Note that you need a git-annex compatible with the copy at Caltech (see near the top of this wiki).
- cd ~
- Follow the installation instructions above to get a version of git-annex that works with the Caltech annexes.
- Edit ~/.bashrc to have:
export GIT_ANNEX_LD_LIBRARY_PATH=$HOME/git-annex.linux/lib/x86_64-linux-gnu/
export GIT_ANNEX_DIR=$HOME/git-annex.linux
export PATH="$PATH:$HOME/git-annex.linux/"
alias git="LC_ALL=C git"
- log out and log back in
- Set up SSH keys, e.g.
ssh-keygen -t rsa -b 4096 -C "nd357@cornell.edu"

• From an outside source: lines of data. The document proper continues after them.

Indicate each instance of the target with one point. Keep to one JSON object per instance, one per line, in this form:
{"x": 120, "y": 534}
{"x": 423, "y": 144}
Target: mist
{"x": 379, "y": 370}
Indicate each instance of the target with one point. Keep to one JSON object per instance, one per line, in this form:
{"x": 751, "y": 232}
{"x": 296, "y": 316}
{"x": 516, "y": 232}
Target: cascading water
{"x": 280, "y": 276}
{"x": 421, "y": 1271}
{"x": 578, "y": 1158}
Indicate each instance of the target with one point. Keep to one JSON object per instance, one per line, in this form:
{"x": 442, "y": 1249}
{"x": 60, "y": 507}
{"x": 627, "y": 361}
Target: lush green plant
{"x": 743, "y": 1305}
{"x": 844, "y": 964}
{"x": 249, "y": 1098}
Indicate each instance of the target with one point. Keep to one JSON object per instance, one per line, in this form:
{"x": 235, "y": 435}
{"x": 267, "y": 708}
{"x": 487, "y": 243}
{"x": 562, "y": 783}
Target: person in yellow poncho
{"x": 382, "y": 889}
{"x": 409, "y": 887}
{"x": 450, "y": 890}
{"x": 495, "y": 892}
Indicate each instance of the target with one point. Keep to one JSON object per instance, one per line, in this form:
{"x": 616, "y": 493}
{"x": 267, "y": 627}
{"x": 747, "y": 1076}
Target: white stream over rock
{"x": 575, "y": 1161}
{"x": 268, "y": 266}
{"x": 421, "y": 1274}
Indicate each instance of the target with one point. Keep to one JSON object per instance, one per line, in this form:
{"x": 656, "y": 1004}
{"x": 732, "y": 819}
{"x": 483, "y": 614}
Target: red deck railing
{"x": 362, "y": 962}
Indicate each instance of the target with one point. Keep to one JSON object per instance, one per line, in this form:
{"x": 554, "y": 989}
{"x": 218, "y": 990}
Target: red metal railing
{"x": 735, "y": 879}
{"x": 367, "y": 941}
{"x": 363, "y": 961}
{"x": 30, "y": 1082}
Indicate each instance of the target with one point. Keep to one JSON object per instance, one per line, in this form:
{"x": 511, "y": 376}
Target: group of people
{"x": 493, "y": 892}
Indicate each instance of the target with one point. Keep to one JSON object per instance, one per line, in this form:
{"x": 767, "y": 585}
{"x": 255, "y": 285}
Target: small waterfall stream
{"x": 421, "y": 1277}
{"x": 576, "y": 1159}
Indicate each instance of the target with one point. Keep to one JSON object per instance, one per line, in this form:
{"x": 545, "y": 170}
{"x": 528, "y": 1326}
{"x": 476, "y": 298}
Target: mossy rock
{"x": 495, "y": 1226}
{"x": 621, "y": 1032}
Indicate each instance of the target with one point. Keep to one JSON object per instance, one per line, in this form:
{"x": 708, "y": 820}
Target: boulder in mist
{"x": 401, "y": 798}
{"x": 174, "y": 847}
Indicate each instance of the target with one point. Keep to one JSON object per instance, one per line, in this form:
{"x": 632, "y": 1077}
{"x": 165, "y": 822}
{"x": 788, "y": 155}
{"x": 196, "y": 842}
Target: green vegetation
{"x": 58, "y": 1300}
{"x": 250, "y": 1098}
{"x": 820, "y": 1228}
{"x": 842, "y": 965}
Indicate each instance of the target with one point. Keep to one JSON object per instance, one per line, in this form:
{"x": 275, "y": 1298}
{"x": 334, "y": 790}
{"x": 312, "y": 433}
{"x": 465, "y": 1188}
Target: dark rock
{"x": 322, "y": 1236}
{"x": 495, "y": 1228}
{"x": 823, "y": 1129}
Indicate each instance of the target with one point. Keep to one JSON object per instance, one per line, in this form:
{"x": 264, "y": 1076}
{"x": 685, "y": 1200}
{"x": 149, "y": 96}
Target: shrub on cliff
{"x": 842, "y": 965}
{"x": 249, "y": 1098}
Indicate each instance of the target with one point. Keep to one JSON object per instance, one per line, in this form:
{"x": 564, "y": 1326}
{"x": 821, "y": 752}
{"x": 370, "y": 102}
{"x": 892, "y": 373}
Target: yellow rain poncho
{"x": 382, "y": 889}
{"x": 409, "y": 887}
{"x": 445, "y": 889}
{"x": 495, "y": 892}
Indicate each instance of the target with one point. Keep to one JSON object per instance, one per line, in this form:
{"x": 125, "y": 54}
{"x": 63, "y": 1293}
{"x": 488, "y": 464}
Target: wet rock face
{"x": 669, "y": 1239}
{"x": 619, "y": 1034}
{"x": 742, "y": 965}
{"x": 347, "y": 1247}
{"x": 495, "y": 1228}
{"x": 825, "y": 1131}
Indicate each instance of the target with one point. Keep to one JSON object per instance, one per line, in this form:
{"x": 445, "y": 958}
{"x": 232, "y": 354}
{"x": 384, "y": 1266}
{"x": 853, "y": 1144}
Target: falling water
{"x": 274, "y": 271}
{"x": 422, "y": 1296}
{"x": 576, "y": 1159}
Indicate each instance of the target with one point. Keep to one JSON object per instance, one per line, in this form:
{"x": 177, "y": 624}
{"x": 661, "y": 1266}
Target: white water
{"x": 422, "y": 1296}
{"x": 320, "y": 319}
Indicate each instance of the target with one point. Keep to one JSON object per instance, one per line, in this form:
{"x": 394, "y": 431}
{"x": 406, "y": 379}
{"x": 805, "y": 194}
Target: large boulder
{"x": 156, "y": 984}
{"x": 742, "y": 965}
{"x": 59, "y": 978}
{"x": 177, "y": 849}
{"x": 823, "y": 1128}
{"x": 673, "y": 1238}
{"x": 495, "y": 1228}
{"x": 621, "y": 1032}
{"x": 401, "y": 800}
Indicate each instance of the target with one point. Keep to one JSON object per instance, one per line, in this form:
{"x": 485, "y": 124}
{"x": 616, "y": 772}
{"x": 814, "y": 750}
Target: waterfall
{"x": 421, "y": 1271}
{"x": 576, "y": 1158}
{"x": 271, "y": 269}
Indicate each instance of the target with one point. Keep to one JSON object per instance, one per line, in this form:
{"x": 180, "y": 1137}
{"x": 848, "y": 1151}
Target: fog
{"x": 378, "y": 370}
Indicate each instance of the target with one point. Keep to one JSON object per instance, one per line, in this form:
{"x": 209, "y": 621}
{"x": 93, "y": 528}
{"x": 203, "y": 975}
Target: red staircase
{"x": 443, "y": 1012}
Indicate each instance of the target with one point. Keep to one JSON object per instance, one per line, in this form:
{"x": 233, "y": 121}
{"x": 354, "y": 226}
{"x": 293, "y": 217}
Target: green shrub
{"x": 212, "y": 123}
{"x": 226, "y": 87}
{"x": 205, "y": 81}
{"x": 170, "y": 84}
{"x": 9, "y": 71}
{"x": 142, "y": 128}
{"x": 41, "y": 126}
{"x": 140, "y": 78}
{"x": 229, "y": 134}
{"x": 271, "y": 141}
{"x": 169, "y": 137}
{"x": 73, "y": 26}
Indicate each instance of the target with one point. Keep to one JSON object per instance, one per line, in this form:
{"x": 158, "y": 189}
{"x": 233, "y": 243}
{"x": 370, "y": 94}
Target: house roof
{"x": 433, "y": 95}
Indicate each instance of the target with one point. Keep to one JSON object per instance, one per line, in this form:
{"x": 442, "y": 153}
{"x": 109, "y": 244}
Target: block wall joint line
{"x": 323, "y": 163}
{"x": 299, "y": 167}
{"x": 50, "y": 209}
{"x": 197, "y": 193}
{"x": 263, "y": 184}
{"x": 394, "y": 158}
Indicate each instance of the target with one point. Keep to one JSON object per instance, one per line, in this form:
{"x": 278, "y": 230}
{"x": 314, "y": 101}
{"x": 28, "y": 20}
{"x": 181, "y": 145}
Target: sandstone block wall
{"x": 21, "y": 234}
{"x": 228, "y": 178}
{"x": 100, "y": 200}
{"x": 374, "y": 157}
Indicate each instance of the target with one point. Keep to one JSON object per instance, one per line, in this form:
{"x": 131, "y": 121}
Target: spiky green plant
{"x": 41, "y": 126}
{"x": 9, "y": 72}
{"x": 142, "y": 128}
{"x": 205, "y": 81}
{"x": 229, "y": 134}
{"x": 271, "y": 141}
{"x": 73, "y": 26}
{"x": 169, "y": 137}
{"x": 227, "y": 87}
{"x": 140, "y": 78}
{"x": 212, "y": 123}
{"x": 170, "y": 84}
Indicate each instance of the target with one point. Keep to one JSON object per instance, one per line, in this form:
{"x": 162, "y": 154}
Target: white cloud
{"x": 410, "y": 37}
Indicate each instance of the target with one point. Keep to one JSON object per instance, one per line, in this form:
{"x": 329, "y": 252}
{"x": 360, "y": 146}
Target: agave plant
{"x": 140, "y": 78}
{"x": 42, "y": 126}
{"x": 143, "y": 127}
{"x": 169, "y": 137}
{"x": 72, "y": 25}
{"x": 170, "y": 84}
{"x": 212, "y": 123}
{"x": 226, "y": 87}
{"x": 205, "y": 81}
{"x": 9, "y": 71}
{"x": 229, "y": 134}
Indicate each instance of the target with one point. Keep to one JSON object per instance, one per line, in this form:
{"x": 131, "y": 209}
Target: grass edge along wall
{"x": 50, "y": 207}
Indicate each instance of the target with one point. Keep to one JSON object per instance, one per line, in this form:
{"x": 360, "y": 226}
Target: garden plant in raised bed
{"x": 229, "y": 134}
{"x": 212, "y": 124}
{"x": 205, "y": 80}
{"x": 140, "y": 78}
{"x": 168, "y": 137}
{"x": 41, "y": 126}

No need to have a password protected SSH key here, that can actually cause problems since we will have a cron job pulling the latest Annex periodically. - Make sure the SSH key has access to the SimulationAnnex and CCEAnnex
- In the web interface of the Synology boxes, create a shared drive at
/volume1
namedsxs-annex
. - In an SSH session
cd /volume1/sxs-annex
. - Clone the annex you want, and follow the usual annex setup instructions
The Annex at Cornell will automatically initiate a copy of any new data once a week, Sunday at 00:00 Eastern. This is set up in the Synology interface: Control Panel
->Task Scheduler
under the task named Pull CCEAnnex
(there is a Pull SimulationAnnex
for the sim annex). The body of that task is:
. $HOME/.bashrc
cd /volume1/sxs-annex/CCEAnnex
git pull --rebase
git annex merge
git annex get ./
Under the General
settings for the task the User
is sxsadmin2
since this is the owner of the annex. The Schedule settings are Run on the following days: Sunday
with First run time: 00:00
, Frequency: Every day
, and Last run time: 00:00
. If the task does not complete successfully it will email Nils Deppe, Larry Kidder, Mark Scheel, and Saul Teukolsky.
You can view the logs by logging into the Synology/annex, then in Control Panel
->Task Scheduler
select the Pull CCEAnnex
task, click the Action
drop down, and select View Result
.
Note: In Control Panel
->Task Scheduler
->Settings
the logs are being written to /volume1/sxs-annex/CronJobLogs
in case you need to find them manually.